Lithuania has closed two of its six border checkpoints with Belarus in a move it announced earlier this month citing the security risk posed by Russia's Wagner mercenary group.
"Both Sumsko and Tvereciaus border checkpoints were shut at midnight," the spokeswoman of the border guard service Lina Laurinaityte-Grigiene told AFP news agency on Friday.
Officers laid road spikes at the closed checkpoints and will erect fences with barbed wire in the area, she added.
Lithuania, a member of NATO's eastern flank, responded to escalating tensions between the neighbours, with Vilnius warning of a provocations threat by Minsk.
But the officials in Vilnius said the decision will also help control smuggling, as the remaining four border checkpoints have x-ray systems to detect illegally transported goods, mainly cigarettes.
The decision is also meant to curb travelling across the border for shopping or family visits.
In the first half of 2023, Lithuanian citizens crossed the border with Belarus 230,000 times.
But Vilnius has been warning that Minsk may try to recruit those travellers for espionage, exert psychological pressure, or even blackmail them by performing checks on their phones and social media.
The Lithuania-Belarus ties had been tense for years, but they further deteriorated after Belarusian 2020 presidential elections, widely slammed as rigged.

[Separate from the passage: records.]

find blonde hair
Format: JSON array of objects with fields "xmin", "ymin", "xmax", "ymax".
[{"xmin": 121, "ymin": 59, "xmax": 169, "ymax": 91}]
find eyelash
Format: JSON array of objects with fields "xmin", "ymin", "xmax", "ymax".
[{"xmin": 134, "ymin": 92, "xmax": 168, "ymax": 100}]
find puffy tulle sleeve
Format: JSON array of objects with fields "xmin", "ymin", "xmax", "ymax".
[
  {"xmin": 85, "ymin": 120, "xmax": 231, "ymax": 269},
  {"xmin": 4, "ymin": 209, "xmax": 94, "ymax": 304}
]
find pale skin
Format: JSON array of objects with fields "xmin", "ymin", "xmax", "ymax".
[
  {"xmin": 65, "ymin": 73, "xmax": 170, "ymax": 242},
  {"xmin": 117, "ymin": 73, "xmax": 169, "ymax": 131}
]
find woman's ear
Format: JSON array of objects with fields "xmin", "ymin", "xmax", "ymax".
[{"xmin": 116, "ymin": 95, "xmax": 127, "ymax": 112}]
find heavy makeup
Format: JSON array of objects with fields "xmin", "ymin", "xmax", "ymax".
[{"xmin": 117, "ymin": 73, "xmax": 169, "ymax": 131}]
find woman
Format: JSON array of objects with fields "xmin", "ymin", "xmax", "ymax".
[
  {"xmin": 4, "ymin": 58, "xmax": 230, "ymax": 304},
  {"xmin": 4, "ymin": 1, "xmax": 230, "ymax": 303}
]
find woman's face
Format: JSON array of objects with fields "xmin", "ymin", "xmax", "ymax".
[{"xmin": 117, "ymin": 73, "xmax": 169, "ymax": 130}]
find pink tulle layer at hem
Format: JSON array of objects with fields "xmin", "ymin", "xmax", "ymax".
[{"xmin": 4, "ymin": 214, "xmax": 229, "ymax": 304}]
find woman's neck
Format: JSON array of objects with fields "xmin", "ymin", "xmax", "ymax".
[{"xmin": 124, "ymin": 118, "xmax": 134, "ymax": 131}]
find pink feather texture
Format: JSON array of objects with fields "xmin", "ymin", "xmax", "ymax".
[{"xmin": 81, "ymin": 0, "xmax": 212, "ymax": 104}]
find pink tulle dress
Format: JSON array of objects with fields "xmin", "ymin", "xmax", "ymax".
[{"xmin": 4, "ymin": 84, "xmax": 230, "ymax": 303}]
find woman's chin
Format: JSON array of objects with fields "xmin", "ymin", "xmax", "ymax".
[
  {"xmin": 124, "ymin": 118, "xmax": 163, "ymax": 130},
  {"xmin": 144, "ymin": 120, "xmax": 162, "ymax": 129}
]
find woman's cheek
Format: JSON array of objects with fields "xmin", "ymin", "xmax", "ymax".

Belarus criticised the decision to close checkpoints, calling it "far-fetched".
"Lithuania, by taking such decisions, purposefully and deliberately creates artificial barriers on the border to serve its political ambitions," Belarus' border force said on social media Wednesday.

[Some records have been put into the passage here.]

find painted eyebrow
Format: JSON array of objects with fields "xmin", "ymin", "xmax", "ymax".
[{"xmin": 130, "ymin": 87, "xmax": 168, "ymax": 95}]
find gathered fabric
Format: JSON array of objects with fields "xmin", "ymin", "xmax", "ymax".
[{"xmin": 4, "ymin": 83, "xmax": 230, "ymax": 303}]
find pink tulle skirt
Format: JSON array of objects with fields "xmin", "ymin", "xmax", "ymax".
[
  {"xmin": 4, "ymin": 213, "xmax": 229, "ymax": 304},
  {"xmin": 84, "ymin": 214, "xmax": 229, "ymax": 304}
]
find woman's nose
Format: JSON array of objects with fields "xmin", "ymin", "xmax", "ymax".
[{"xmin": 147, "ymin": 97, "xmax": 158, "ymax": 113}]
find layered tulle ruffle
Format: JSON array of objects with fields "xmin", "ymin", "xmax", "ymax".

Both Poland and Lithuania have erected fences on their borders with Belarus and Russia.
Mercenaries from Russia's Wagner group have been taking refuge in Belarus since their failed mutiny against Russia's military leadership in June.
Their presence in Belarus has sparked alarm among Minsk's western and northern neighbours.
Poland has said it will bolster its eastern border with 4,000 troops supporting the national border agency and another 6,000 in reserve.
Poland and the three Baltic countries, all NATO members, are some of Ukraine's staunchest allies against Russia and have hosted outspoken critics of longtime Belarus leader Alexander Lukashenko.